Junge Frau cremt sich vor einem Spiegel ein (Quelle: imago / Westend61)
imago /Westend61
Bild: imago /Westend61

- Rosazea: Selbsthilfe für die Haut

Die Hautkrankheit Rosazea betrifft meist Frauen zwischen 30 und 50: Die Haut ist gerötet, Knötchen und Pickel sowie Schwellungen durch gestaute Lymphe sind typische Anzeichen. Eine Lymphmassage kann das Hautbild verbessern. Die rbb Praxis demonstriert, wie man die Lymphmassage auch selber hinkriegt.

Zwei Quadratmeter Haut tragen wir mit uns herum. Das zehn bis zwölf Kilogramm schwere Sinnesorgan mit seinen rund zwei Milliarden Zellen schützt uns gegen Umwelteinflüsse, es reguliert Temperatur und Feuchtigkeit unseres Körpers. Die Haut ist aber auch eine Biochemie-Fabrik, die 30 verschiedene Hormone und Botenstoffe sowohl für den Eigenbedarf als auch für den restlichen Organismus produziert.

Multitalent mit Antennen

Vor allem aber ist die Haut unsere Antenne zur Außenwelt: Neben Schweiß- und Talgdrüsen, Blutgefäßen, Pigmentzellen und Haaren sitzen in ihr über vier Millionen Sensoren, die sanftes Streicheln und einen kratzigen Pullover ebenso wahrnehmen wie Kälte, Wärme und Schmerz. Auf einem Quadratzentimeter laufen vier Meter Nervenbahnen und leiten einen Reiz mit einer Geschwindigkeit von bis zu 90 Metern pro Sekunde blitzschnell von der Fingerspitze ins Gehirn.

Glatt, rosig und makellos wünschen wir uns unsere Haut, denn diese Attribute stehen für Jugend und Attraktivität. Doch die Haut merkt sich jedes Lebensjahr und jedes Sonnenbad. Falten und Sonnenflecken erzählen davon, wie gut oder grob wir mit ihr umgehen. Hauterkrankungen wie Psoriasis, Neurodermitis, Akne und Weißfleckenkrankheit äußern sich mit Entzündung, Rötung, Juckreiz oder Pigmentstörungen.

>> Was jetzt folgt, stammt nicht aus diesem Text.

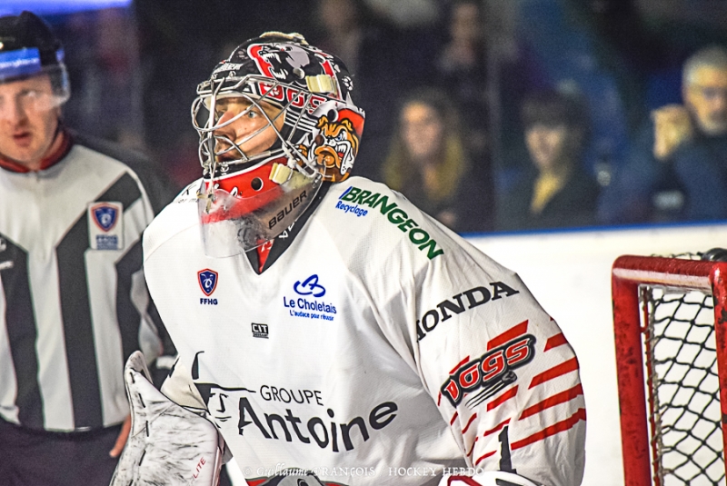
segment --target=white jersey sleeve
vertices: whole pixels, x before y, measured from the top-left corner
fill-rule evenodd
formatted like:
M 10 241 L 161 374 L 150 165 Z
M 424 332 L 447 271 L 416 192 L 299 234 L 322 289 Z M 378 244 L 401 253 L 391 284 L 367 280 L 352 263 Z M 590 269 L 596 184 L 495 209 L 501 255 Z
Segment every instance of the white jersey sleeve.
M 585 405 L 578 361 L 558 324 L 517 274 L 406 200 L 398 204 L 401 219 L 415 219 L 440 253 L 412 268 L 405 253 L 393 254 L 385 278 L 398 269 L 401 290 L 388 290 L 378 313 L 469 466 L 444 472 L 503 471 L 548 486 L 580 484 Z

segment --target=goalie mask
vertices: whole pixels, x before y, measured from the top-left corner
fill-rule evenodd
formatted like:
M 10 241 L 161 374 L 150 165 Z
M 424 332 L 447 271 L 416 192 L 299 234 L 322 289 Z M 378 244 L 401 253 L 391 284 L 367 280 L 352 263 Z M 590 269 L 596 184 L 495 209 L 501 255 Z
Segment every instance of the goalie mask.
M 364 119 L 352 91 L 338 58 L 281 33 L 236 47 L 197 86 L 192 118 L 207 255 L 232 256 L 274 239 L 322 183 L 349 176 Z

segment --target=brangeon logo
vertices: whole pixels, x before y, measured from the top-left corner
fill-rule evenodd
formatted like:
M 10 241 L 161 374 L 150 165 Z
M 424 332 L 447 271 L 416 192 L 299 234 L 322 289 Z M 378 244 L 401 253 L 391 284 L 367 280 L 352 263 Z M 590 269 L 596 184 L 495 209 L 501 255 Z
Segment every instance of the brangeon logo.
M 473 307 L 496 301 L 504 297 L 510 297 L 520 291 L 503 283 L 502 282 L 491 282 L 492 292 L 486 287 L 473 287 L 462 293 L 453 295 L 452 300 L 445 299 L 439 303 L 434 309 L 424 312 L 421 319 L 416 322 L 416 339 L 422 341 L 434 330 L 440 322 L 451 319 L 453 314 L 461 314 Z
M 419 223 L 410 218 L 409 214 L 399 207 L 399 204 L 394 202 L 389 203 L 388 195 L 382 195 L 379 193 L 372 193 L 371 191 L 364 191 L 352 185 L 338 199 L 365 205 L 371 209 L 379 208 L 379 212 L 386 216 L 389 223 L 409 233 L 409 241 L 421 252 L 425 252 L 428 259 L 432 260 L 444 253 L 444 250 L 437 246 L 437 242 L 429 235 L 429 233 L 419 228 Z

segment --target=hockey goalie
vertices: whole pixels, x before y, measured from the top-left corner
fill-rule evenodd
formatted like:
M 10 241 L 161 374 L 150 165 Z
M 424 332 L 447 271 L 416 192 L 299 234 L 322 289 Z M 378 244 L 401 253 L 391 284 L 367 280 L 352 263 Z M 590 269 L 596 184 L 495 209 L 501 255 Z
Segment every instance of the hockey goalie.
M 581 483 L 572 347 L 517 274 L 351 176 L 354 85 L 281 33 L 199 84 L 203 177 L 144 240 L 179 357 L 163 393 L 129 363 L 115 486 L 214 484 L 229 454 L 250 486 Z

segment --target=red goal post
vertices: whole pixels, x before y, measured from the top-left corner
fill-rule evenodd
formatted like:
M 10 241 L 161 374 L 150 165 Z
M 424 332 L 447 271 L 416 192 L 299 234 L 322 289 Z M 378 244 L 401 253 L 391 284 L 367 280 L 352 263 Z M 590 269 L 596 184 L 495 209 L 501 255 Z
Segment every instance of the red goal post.
M 692 463 L 695 461 L 694 458 L 699 455 L 693 444 L 688 447 L 691 451 L 674 453 L 680 458 L 676 461 L 679 467 L 689 462 L 687 465 L 697 471 L 699 474 L 709 473 L 712 475 L 715 474 L 713 471 L 716 468 L 721 470 L 717 471 L 717 473 L 721 475 L 719 481 L 722 482 L 724 481 L 723 451 L 727 450 L 727 447 L 725 447 L 727 445 L 727 441 L 725 441 L 727 424 L 724 423 L 725 420 L 727 420 L 726 275 L 727 263 L 720 262 L 624 255 L 619 257 L 613 263 L 612 270 L 613 327 L 616 344 L 623 473 L 626 486 L 669 486 L 669 484 L 672 483 L 670 481 L 673 478 L 670 478 L 670 481 L 667 481 L 664 477 L 677 471 L 674 466 L 664 467 L 662 464 L 665 448 L 662 443 L 663 438 L 660 434 L 662 427 L 662 419 L 672 412 L 667 410 L 671 404 L 670 401 L 678 402 L 675 397 L 679 392 L 673 392 L 673 390 L 682 386 L 682 383 L 679 381 L 669 383 L 672 390 L 669 392 L 672 395 L 665 401 L 662 398 L 663 403 L 660 403 L 661 392 L 656 387 L 665 382 L 666 380 L 658 376 L 657 371 L 659 368 L 663 370 L 663 367 L 667 366 L 667 364 L 664 364 L 666 361 L 662 357 L 658 360 L 654 358 L 653 349 L 656 345 L 661 345 L 658 344 L 659 336 L 656 336 L 655 332 L 661 331 L 655 331 L 653 324 L 656 322 L 656 327 L 662 330 L 664 322 L 668 322 L 669 318 L 657 322 L 653 317 L 655 304 L 652 296 L 652 289 L 656 289 L 657 293 L 663 295 L 685 294 L 689 292 L 696 292 L 703 296 L 702 301 L 702 309 L 706 308 L 711 312 L 711 307 L 713 306 L 713 320 L 710 315 L 710 321 L 712 321 L 710 325 L 712 325 L 713 329 L 708 329 L 713 344 L 710 346 L 702 343 L 701 348 L 700 345 L 697 348 L 698 352 L 708 349 L 712 351 L 712 354 L 716 354 L 713 358 L 716 361 L 716 366 L 712 365 L 711 368 L 712 369 L 712 372 L 717 375 L 713 380 L 713 387 L 715 388 L 713 396 L 715 401 L 718 398 L 719 403 L 713 405 L 716 411 L 712 413 L 712 418 L 715 433 L 719 433 L 720 430 L 722 432 L 720 434 L 721 441 L 718 441 L 721 443 L 715 445 L 715 441 L 712 438 L 704 439 L 706 451 L 716 456 L 716 459 L 708 459 L 707 464 Z M 697 299 L 698 301 L 699 299 Z M 712 303 L 710 303 L 710 301 L 712 301 Z M 677 303 L 672 302 L 672 308 L 679 308 L 682 304 L 686 305 L 684 301 L 680 301 Z M 678 318 L 673 319 L 673 321 L 679 320 Z M 694 318 L 688 317 L 681 321 L 682 322 L 682 330 L 679 331 L 677 334 L 683 336 L 683 338 L 681 338 L 683 344 L 688 341 L 686 335 L 692 332 L 692 328 L 696 328 Z M 704 326 L 702 327 L 703 328 Z M 673 341 L 674 332 L 671 332 L 671 334 L 665 339 Z M 679 336 L 677 336 L 677 340 L 679 339 Z M 681 352 L 681 350 L 684 347 L 682 344 L 672 342 L 667 348 L 678 350 Z M 716 353 L 714 352 L 715 351 Z M 686 366 L 685 372 L 688 374 L 692 371 L 688 369 L 689 362 L 689 359 L 686 362 L 682 359 L 682 362 L 675 366 L 677 368 L 679 366 L 682 368 Z M 710 367 L 708 366 L 707 368 Z M 716 368 L 716 372 L 714 372 L 714 368 Z M 669 370 L 668 372 L 671 373 L 672 370 L 671 368 Z M 705 368 L 701 368 L 700 370 L 705 372 L 710 372 Z M 719 390 L 716 390 L 717 386 Z M 692 392 L 694 392 L 693 390 Z M 702 391 L 699 392 L 702 395 L 705 394 Z M 692 395 L 692 399 L 694 396 L 696 395 Z M 689 403 L 692 401 L 687 400 L 685 405 L 682 404 L 677 407 L 681 407 L 679 411 L 681 415 L 678 416 L 677 420 L 684 420 L 685 414 L 695 413 L 697 415 L 695 421 L 699 422 L 700 425 L 703 427 L 704 424 L 702 422 L 708 422 L 702 416 L 704 410 L 684 412 L 689 408 Z M 694 401 L 696 402 L 696 400 Z M 678 427 L 672 427 L 672 429 L 678 430 Z M 690 433 L 690 431 L 684 431 L 682 430 L 681 431 L 684 432 L 680 436 L 682 439 L 683 436 Z M 679 439 L 676 441 L 683 441 L 684 443 L 689 441 L 682 441 L 682 439 Z M 694 438 L 689 439 L 693 440 Z M 711 445 L 707 443 L 708 440 L 712 442 Z M 672 439 L 670 441 L 673 441 Z M 678 443 L 677 445 L 680 444 Z M 719 446 L 721 446 L 721 450 L 718 450 Z M 702 447 L 702 445 L 698 445 L 698 447 Z M 685 458 L 683 460 L 682 459 L 682 455 Z M 702 471 L 700 472 L 699 470 Z M 693 481 L 695 480 L 684 480 L 676 474 L 673 483 L 689 484 Z M 715 484 L 717 483 L 717 480 L 713 478 L 711 481 L 714 481 L 713 483 Z

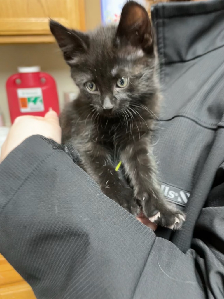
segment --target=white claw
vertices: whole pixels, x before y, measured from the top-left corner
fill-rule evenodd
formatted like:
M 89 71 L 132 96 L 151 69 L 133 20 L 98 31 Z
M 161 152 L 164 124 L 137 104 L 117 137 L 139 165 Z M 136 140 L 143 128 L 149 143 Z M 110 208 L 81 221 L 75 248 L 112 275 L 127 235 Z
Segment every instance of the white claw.
M 182 220 L 183 221 L 185 221 L 185 218 L 184 218 L 183 216 L 182 216 L 182 215 L 181 215 L 180 214 L 179 214 L 179 219 L 180 219 L 181 220 Z
M 175 222 L 174 224 L 173 224 L 173 225 L 171 225 L 170 226 L 168 226 L 168 228 L 170 228 L 171 229 L 173 229 L 174 227 L 174 226 L 177 223 L 179 223 L 180 222 L 180 221 L 179 219 L 177 217 L 175 217 Z
M 149 221 L 151 221 L 151 222 L 154 222 L 157 220 L 158 218 L 160 217 L 160 213 L 159 212 L 158 212 L 157 214 L 156 214 L 155 216 L 153 216 L 152 217 L 150 217 L 149 218 Z

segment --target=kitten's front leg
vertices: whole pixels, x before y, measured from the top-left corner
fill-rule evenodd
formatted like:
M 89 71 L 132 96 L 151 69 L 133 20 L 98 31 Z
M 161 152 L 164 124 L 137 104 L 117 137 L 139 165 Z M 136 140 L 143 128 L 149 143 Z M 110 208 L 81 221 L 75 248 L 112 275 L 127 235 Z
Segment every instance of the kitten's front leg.
M 152 222 L 173 229 L 180 228 L 184 214 L 166 200 L 157 178 L 156 163 L 148 139 L 130 141 L 121 151 L 121 159 L 143 212 Z
M 89 142 L 80 153 L 80 166 L 98 183 L 105 194 L 137 216 L 140 209 L 135 200 L 133 190 L 119 176 L 113 165 L 110 153 L 103 146 Z

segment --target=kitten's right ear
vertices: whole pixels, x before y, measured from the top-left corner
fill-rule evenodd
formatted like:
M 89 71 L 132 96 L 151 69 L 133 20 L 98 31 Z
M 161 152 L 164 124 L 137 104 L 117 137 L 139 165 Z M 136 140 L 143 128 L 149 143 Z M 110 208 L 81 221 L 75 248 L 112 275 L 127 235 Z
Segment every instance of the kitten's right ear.
M 70 65 L 78 62 L 82 54 L 88 50 L 88 36 L 82 32 L 68 29 L 53 20 L 50 21 L 50 27 L 67 63 Z
M 116 37 L 121 45 L 131 45 L 147 54 L 153 51 L 153 35 L 148 13 L 134 1 L 125 5 L 117 28 Z

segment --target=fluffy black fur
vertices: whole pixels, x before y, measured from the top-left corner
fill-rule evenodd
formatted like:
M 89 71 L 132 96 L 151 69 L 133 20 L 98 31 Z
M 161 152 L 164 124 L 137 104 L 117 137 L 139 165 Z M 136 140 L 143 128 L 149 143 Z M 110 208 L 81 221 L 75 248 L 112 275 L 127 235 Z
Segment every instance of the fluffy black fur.
M 61 116 L 62 142 L 74 146 L 81 167 L 111 198 L 134 215 L 140 206 L 152 221 L 179 228 L 184 215 L 164 198 L 152 153 L 161 96 L 147 12 L 130 1 L 118 27 L 88 34 L 53 20 L 50 26 L 80 90 Z

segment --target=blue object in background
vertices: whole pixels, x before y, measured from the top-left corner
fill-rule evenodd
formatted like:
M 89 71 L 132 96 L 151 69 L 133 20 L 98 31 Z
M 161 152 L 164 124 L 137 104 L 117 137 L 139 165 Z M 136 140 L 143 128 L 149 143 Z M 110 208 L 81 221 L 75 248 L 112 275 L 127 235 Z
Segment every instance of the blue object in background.
M 101 0 L 101 16 L 103 23 L 117 23 L 120 18 L 123 7 L 127 0 Z M 146 0 L 137 0 L 148 10 L 148 1 Z

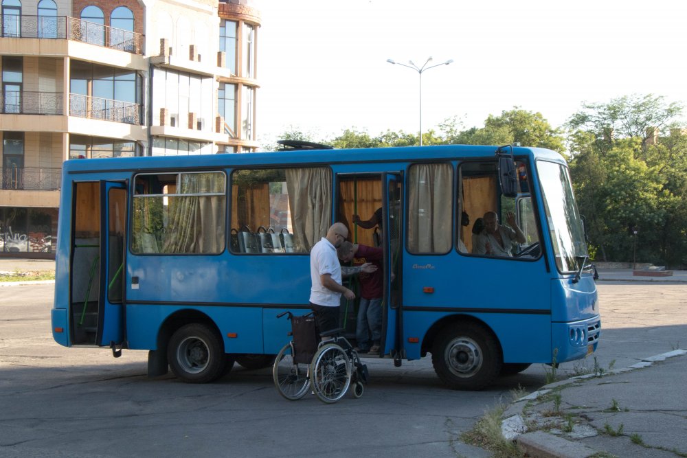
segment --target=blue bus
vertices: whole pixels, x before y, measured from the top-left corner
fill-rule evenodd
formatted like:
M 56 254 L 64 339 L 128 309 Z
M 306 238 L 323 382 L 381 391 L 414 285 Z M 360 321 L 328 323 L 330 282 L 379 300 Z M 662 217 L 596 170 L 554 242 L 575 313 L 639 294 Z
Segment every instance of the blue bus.
M 379 208 L 378 227 L 352 222 Z M 487 214 L 499 251 L 475 227 Z M 268 367 L 290 339 L 277 315 L 309 310 L 309 251 L 337 221 L 383 249 L 374 357 L 431 354 L 448 387 L 480 389 L 596 349 L 595 270 L 565 159 L 464 145 L 67 161 L 53 336 L 148 350 L 149 376 L 188 382 Z M 356 310 L 344 299 L 349 336 Z

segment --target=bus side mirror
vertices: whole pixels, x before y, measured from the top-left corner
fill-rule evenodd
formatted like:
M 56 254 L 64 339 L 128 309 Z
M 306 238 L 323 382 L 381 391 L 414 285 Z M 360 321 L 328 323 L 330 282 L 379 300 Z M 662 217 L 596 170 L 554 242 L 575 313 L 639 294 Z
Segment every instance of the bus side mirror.
M 499 157 L 499 181 L 504 196 L 517 196 L 517 171 L 512 156 Z

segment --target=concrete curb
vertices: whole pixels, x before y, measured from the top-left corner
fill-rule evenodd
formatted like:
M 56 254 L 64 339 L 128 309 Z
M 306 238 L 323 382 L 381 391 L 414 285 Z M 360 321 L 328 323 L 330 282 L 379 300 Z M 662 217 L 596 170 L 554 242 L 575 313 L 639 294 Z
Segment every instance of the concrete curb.
M 580 382 L 585 378 L 606 377 L 637 369 L 651 366 L 657 361 L 663 361 L 668 358 L 687 354 L 687 350 L 675 350 L 666 353 L 643 358 L 641 361 L 622 369 L 608 371 L 601 376 L 587 374 L 571 377 L 544 385 L 540 389 L 523 396 L 513 402 L 504 412 L 501 422 L 501 430 L 504 437 L 508 440 L 515 440 L 532 458 L 587 458 L 603 450 L 596 450 L 587 446 L 568 440 L 564 437 L 543 431 L 527 432 L 527 415 L 524 413 L 528 402 L 551 391 L 554 388 Z
M 27 280 L 23 282 L 0 282 L 0 288 L 3 286 L 21 286 L 23 285 L 48 285 L 54 284 L 55 280 Z

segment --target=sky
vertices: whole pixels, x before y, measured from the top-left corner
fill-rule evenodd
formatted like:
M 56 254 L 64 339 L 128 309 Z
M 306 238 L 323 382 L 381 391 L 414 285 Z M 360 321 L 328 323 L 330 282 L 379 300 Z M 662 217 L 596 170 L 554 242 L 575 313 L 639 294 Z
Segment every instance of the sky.
M 464 128 L 514 106 L 561 126 L 583 103 L 654 94 L 687 103 L 687 2 L 254 0 L 256 132 L 313 141 L 347 128 Z

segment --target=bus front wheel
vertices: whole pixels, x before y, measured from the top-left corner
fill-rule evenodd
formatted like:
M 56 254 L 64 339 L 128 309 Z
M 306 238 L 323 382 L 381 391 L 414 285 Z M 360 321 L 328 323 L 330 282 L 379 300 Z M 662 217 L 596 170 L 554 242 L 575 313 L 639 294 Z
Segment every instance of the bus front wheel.
M 450 325 L 431 350 L 434 371 L 452 389 L 482 389 L 501 371 L 501 352 L 493 335 L 476 323 Z
M 219 336 L 202 324 L 187 324 L 172 335 L 167 358 L 174 375 L 187 383 L 207 383 L 224 375 L 226 358 Z

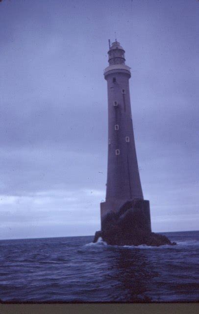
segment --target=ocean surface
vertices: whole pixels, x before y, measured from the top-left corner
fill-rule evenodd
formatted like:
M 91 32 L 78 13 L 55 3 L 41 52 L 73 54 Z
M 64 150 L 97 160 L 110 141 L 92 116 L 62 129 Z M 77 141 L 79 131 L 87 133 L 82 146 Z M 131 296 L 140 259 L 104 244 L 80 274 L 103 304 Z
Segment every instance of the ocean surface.
M 199 232 L 174 246 L 112 246 L 93 236 L 0 241 L 1 302 L 199 301 Z

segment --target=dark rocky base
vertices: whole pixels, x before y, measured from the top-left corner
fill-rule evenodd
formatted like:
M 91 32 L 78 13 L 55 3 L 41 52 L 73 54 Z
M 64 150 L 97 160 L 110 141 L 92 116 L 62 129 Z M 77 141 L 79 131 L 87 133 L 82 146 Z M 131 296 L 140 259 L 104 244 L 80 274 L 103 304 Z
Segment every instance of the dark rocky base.
M 142 200 L 127 202 L 117 212 L 110 211 L 103 217 L 101 231 L 96 232 L 94 242 L 101 237 L 111 245 L 176 244 L 165 236 L 151 232 L 149 216 L 143 205 Z
M 101 237 L 103 241 L 110 245 L 137 246 L 144 244 L 150 246 L 160 246 L 165 244 L 175 245 L 176 244 L 175 242 L 171 242 L 165 236 L 153 232 L 143 235 L 142 236 L 140 234 L 136 236 L 135 236 L 135 235 L 129 235 L 127 237 L 123 237 L 123 235 L 120 235 L 119 236 L 117 236 L 117 235 L 113 236 L 112 235 L 108 235 L 105 232 L 97 231 L 93 242 L 94 243 L 97 242 L 100 237 Z

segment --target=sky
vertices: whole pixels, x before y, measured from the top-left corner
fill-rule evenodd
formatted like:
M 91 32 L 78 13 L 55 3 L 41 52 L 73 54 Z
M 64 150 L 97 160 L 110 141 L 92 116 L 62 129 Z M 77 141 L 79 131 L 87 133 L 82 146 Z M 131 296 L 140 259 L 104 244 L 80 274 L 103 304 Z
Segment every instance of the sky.
M 199 16 L 198 0 L 0 2 L 0 239 L 100 230 L 115 32 L 152 231 L 199 229 Z

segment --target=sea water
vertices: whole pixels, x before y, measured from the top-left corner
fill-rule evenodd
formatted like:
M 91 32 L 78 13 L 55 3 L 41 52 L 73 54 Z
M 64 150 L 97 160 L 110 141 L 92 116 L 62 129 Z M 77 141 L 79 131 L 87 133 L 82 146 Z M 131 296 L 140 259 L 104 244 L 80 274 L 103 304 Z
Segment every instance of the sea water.
M 199 232 L 165 235 L 177 245 L 108 245 L 94 236 L 0 241 L 1 302 L 199 300 Z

Hauterkrankung mit erweiterten Gefäßen

Die Rosazea ist eine Hauterkrankung, bei der infolge einer Gefäßschwäche erweiterte Äderchen zu stark geröteter Gesichtshaut führen, vor allem an der Nase und auf den Wangen. In der Fachsprache heißen diese Gefäßerweiterungen Teleangiektasien. Der Volksmund nennt die Rosazea auch "Rosenblütchen". Die Erkrankung beginnt meist zwischen dem 30. bis 50. Lebensjahr.

Schweregradeder Rosazea

Die Rosazea lässt sich in drei Schweregrade unterteilen:

1. Zunächst sind ausgeprägte Rötungen und feine rote Linien auf den Wangen erkennbar.
2. Dazu kommen entzündliche Pusteln und Eiterbläschen, das Bindegewebe schwillt an. In diesem Stadium wird die Hauterkrankung gelegentlich mit einer Akne verwechselt.
3. Bei einigen Patienten (fast ausschließlich bei Männern) vermehrt sich das Bindegewebe, insbesondere an der Nase, und es bildet sich eine Knollennase. Die Ursache für diese Entwicklung ist noch nicht zweifelsfrei geklärt.

Mitunter Augen beteiligt

In schweren Fällen kann die Rosazea bis in die Augen reichen. Die Augen sind dann dauerhaft gerötet und trocken, tränen permanent und die Lider sind geschwollen. An eine Rosazea der Augen sollte man auch denken, wenn die Augen extrem lichtempfindlich sind, oder wenn sich im Bereich der Lidränder und der Bindehaut sichtbar erweiterte Blutgefäße zeigen.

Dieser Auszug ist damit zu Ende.